One of the most important things for Hornsby when deploying an application in the clod is redundancy – increasing the availability by deploying several instances, possibly in different zones or regions.
The next step for Hornsby is to enable an automatic adjustment of the capacity of an application according to the demand, a mechanism commonly available today. Different technologies for auto scaling work at different speed; it’s therefore important to choose the one that fits the need of the application. He also points out that scaling is much faster today because of container platforms and functions.
Infrastructure as code
Repeatability is one important benefit when using infrastructure as code and he compares the work to manually configure a datacentre for multiple environments with using a template and automatically executing the template numerous times.
If, or when an environment is compromised in some way, or even deleted, you can restore all data from backups and use the template to rebuild everything. This will be much faster and less risky than doing all the work manually.
Hornsby also sees infrastructure as code as knowledge sharing. This code can be treated the same way as other code with teams working on it, maybe also using pull-requests to verify changes.
Immutable infrastructure means that for every deployment, all components are replaced, no updates are done in place, and Hornsby notes two rules based on the immutable server pattern:
- No updates should ever be done on live systems.
- You must always start from a new instance of the resource being provisioned.
When working with immutable infrastructure, Hornsby recommends using canary deployment to reduce the risk of failure when new versions of an application are deployed. Using this technique, you can test in a real production environment and make a very fast rollback if needed.
To be able to use auto scaling and immutable infrastructure, the application must be stateless. This means that all requests must be handled independently of earlier requests or sessions and no information may be stored on local disks or in memory. Sharing state within an auto scaling group can only be done using an in-memory object caching system like Memcached or a similar product.
Avoiding cascading failures
In Hornby’s experience a common cause of outages is cascading failures where a sometimes small, local failure through different types of dependencies takes down an entire system. One common example is overload, for instance when one cluster goes down and all its traffic moves to another cluster.
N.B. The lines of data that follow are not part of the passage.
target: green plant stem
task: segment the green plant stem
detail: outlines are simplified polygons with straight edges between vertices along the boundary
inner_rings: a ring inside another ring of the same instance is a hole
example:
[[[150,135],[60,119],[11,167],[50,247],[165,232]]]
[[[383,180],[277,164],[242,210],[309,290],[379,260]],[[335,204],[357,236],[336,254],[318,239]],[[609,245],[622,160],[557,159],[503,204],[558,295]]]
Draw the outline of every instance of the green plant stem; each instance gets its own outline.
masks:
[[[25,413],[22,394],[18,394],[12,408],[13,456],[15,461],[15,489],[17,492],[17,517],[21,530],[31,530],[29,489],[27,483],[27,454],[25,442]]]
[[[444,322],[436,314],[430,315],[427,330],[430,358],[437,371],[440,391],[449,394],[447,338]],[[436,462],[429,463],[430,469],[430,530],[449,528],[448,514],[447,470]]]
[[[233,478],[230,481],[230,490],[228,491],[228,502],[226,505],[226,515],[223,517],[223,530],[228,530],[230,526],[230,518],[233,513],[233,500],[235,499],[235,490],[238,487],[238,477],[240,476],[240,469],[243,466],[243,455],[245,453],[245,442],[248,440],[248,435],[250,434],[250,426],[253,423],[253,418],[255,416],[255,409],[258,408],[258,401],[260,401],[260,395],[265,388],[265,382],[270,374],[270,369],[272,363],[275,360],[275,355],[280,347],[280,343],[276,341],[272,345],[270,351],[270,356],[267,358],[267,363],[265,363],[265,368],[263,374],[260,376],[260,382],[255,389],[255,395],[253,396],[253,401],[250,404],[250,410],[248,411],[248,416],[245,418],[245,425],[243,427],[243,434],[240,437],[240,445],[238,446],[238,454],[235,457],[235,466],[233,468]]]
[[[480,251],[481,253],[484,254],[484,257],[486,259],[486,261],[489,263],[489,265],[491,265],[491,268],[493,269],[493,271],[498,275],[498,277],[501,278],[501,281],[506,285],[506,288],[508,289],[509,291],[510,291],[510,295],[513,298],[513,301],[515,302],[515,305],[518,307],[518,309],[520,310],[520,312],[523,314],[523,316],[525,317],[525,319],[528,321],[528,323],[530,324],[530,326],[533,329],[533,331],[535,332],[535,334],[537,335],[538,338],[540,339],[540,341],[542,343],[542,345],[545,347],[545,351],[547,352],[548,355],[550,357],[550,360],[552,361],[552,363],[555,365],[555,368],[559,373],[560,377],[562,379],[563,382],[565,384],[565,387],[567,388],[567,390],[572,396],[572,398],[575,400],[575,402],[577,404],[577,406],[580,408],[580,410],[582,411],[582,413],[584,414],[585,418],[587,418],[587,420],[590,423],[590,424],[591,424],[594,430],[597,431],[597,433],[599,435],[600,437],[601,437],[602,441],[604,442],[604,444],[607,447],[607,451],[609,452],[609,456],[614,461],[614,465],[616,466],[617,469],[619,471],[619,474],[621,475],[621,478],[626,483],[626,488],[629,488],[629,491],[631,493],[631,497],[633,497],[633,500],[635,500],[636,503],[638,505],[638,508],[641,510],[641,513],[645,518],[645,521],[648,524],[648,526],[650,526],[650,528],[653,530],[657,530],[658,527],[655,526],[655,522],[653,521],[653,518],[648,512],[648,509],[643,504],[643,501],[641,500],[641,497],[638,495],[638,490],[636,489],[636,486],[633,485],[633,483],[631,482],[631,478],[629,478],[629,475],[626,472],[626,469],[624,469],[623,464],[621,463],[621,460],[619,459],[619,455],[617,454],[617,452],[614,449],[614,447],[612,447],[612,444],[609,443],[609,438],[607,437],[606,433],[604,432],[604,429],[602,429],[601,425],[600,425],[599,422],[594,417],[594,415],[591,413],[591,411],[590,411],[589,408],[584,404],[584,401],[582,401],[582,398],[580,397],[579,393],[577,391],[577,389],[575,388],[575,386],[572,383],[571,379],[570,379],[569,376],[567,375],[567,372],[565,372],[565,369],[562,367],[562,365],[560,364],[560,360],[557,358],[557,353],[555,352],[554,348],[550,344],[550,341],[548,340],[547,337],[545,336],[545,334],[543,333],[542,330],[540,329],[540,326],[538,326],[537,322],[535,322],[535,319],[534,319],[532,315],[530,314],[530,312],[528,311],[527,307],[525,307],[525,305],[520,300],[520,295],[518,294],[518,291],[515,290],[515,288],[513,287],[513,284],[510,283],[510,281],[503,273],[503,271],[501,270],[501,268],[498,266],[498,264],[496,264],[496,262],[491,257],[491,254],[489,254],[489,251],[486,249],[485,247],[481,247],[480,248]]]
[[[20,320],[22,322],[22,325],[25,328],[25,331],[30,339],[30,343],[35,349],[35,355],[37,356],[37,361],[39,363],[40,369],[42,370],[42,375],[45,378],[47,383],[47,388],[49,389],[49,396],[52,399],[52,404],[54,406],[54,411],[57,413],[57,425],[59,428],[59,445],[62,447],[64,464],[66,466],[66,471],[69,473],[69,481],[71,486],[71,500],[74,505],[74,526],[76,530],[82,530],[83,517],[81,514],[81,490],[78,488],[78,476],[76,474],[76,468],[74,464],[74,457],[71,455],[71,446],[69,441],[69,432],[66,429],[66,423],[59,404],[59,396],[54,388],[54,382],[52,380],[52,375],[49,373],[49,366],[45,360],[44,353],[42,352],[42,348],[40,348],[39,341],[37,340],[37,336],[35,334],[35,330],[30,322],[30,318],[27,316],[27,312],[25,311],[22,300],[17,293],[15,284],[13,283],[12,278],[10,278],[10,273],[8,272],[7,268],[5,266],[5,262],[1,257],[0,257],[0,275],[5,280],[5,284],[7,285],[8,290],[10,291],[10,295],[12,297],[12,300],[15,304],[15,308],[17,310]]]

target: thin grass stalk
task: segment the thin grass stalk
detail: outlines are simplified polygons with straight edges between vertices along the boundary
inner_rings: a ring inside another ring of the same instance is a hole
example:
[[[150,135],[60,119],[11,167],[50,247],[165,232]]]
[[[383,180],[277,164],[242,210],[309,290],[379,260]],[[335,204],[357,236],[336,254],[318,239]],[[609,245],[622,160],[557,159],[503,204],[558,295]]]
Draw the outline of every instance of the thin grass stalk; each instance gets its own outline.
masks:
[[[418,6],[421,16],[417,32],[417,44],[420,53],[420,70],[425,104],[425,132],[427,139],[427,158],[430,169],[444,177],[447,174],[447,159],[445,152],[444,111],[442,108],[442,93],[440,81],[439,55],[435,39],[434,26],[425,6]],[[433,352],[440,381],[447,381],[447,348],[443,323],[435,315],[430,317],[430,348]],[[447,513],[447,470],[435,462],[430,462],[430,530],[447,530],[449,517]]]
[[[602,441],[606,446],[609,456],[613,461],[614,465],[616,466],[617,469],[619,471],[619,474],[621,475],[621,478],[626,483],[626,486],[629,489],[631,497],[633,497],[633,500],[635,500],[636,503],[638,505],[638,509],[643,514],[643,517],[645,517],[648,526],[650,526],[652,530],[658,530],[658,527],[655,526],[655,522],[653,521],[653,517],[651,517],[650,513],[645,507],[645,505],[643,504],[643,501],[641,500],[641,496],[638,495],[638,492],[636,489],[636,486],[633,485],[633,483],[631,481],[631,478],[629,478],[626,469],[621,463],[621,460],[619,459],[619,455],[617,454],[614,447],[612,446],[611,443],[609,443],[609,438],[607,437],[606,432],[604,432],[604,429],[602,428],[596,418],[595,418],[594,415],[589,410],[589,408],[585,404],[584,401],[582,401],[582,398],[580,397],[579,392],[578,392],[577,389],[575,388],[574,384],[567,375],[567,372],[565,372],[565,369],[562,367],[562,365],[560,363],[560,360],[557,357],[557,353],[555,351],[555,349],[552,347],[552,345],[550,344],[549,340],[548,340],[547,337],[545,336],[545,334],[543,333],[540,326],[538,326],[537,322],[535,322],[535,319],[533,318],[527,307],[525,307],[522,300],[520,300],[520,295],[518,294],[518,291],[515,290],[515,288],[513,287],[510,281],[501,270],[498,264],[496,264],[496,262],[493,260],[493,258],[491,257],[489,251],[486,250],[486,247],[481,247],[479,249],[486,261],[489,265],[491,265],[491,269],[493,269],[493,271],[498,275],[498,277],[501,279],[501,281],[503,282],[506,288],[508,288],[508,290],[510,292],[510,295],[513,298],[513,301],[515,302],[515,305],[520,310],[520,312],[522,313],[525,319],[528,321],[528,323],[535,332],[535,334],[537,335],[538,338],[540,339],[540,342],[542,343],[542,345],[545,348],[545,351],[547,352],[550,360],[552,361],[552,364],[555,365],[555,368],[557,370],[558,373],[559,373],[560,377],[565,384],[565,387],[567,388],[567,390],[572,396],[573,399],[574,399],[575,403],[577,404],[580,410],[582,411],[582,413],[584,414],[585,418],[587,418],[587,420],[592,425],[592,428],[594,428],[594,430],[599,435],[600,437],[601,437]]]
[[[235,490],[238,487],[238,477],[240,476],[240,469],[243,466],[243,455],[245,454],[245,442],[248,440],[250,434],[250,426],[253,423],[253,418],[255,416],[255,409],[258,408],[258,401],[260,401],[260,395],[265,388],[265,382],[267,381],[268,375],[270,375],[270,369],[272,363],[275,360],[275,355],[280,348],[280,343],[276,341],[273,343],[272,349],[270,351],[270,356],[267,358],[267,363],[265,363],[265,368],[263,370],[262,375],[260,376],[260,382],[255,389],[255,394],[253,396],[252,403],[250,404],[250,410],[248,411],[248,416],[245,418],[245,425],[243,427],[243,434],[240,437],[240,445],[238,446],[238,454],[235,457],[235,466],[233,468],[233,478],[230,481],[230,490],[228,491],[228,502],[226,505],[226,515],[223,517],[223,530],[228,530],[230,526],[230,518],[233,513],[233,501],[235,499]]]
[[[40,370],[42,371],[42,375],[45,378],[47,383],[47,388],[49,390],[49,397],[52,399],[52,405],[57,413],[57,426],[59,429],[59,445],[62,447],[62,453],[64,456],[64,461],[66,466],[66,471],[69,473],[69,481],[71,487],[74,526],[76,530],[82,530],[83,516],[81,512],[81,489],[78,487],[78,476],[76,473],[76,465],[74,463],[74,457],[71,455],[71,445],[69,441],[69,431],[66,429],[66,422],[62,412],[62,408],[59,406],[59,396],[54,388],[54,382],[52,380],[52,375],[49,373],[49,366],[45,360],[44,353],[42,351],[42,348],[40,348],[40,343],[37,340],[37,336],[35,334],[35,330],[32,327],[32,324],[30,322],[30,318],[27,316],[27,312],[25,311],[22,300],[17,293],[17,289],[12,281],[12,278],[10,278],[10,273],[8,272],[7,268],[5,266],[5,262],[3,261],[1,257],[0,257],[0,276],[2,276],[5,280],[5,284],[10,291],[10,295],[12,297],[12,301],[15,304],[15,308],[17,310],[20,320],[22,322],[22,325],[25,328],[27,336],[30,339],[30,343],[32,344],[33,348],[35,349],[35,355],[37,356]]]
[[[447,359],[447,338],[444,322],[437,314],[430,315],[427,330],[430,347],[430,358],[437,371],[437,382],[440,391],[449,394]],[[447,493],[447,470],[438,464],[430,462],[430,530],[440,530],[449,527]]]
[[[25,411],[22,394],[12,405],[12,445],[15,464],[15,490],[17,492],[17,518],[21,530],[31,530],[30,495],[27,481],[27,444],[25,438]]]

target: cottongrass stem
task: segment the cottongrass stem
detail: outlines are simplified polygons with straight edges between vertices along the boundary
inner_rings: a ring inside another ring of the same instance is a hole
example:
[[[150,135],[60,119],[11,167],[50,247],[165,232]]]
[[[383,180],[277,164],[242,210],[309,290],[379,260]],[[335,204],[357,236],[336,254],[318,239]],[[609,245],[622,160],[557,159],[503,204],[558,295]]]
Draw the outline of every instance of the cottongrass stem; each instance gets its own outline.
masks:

To avoid these kinds of failures he recommends a few patterns, including:
- Timeouts. A database slowing down but with the same amount of incoming traffic may quickly make a system fail. Timing out faster may mean the service is degraded instead of failing.
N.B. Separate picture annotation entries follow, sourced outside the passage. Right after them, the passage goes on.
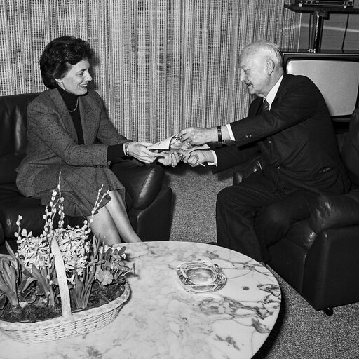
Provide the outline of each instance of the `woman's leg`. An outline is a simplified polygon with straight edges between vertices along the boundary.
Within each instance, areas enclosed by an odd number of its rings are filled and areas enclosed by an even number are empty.
[[[87,219],[90,222],[91,216],[88,216]],[[100,208],[92,219],[90,224],[91,231],[101,242],[108,245],[121,243],[114,219],[106,206]]]
[[[111,199],[105,207],[111,215],[121,238],[127,243],[142,242],[132,228],[127,215],[126,206],[121,194],[117,191],[111,191],[109,194]]]

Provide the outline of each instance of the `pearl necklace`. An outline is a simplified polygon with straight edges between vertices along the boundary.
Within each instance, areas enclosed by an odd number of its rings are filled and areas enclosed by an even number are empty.
[[[70,111],[68,109],[68,109],[69,112],[74,112],[77,109],[77,107],[78,106],[79,106],[79,97],[77,97],[77,100],[76,102],[76,107],[73,110],[72,110],[72,111]]]

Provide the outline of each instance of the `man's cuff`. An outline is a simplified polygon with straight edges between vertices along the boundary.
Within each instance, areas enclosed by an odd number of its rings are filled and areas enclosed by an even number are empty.
[[[215,158],[215,161],[213,162],[207,162],[207,164],[208,165],[217,165],[218,164],[218,160],[217,158],[217,154],[216,154],[216,153],[212,149],[211,149],[210,151],[213,154],[213,158]]]
[[[234,138],[234,135],[233,134],[232,128],[231,126],[231,124],[227,123],[226,126],[227,126],[228,133],[229,133],[229,138],[232,141],[235,141],[236,139]]]

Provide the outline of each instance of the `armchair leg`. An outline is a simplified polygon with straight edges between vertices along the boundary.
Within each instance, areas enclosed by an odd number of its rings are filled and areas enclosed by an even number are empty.
[[[333,315],[333,309],[332,308],[325,308],[323,311],[327,314],[327,316],[330,316]]]

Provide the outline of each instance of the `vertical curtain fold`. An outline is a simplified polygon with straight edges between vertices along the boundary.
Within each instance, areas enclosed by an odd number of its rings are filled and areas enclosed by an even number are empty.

- Idempotent operations. Due to transient errors, clients may send the same request multiple times and this can cause failures. To avoid his, Hornsby favours the use of idempotent requests – requests that can be handled repeatedly without problems.
- Service degradation and fall-backs. One option when dealing with a high load is to offer a variant of a service that is less demanding. One example is to return generic lists of information instead of a personalised list.
- Rejection. The final act of self-defence is to start dropping requests, preferably less important ones first.
Hornsby wraps up by noting that when dealing with large-scale distributed systems in the cloud, intermittent errors are the norm. Knowing how to react on these errors can be difficult, but he recommends collecting statistics and from that create thresholds for when to deal with the errors. Lastly, he emphasizes the importance of automation. To get resilient and reliable applications with well-tested deployments and fast spin-up times, you must automate as much as possible.